We have developed a method for jointly testing linkage and association using data from affected sib pairs and their parents. We specify a conditional logistic regression model with two covariates, one that quantifies association (either direct association or indirect association via linkage disequilibrium), and a second that quantifies linkage. The latter covariate is computed based on expected identity‐by‐descend (ibd) sharing of marker alleles between siblings.

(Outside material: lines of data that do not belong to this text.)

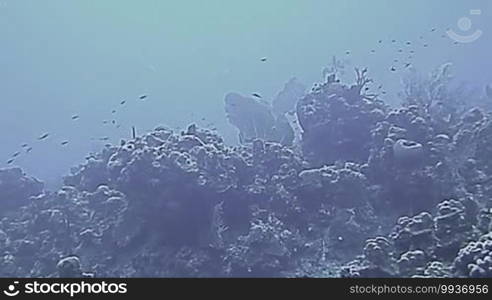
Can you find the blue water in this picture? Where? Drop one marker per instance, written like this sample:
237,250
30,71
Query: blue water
62,58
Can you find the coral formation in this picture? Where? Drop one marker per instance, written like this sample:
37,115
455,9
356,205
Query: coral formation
369,191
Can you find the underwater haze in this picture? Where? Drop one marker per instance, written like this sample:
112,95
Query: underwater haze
292,135
65,58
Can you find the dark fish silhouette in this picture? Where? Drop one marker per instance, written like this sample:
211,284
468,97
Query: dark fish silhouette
488,91
44,136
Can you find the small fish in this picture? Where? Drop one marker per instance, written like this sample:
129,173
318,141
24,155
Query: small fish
44,136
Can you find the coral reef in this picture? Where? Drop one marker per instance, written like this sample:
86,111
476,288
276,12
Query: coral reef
368,191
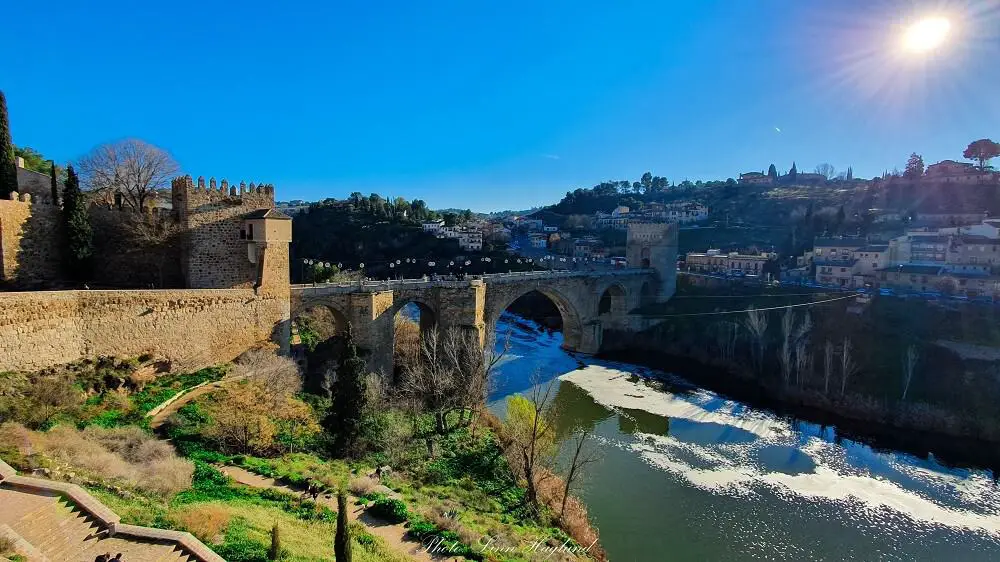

In addition to a joint test of linkage and association, our general framework can be used to obtain a linkage test comparable to the mean test (Blackwelder and Elston [1985] Genet. Epidemiol. 2:85–97), and an association test comparable to the Family‐Based Association Test (FBAT; Rabinowitz and Laird [2000] Hum. Hered. 50:211–223). We present simulation results demonstrating that our joint test can be more powerful than some standard tests of linkage or association. For example, with a relative risk of 2.7 per variant allele at a disease locus, the estimated power to detect a nearby marker with a modest level of LD was 58.1% by the mean test (linkage only), 69.8% by FBAT, and 82.5% by our joint test of linkage and association. Our model can also be used to obtain tests of linkage conditional on association and association conditional on linkage, which can be helpful in fine mapping. Genet. Epidemiol. © 2005 Wiley‐Liss, Inc.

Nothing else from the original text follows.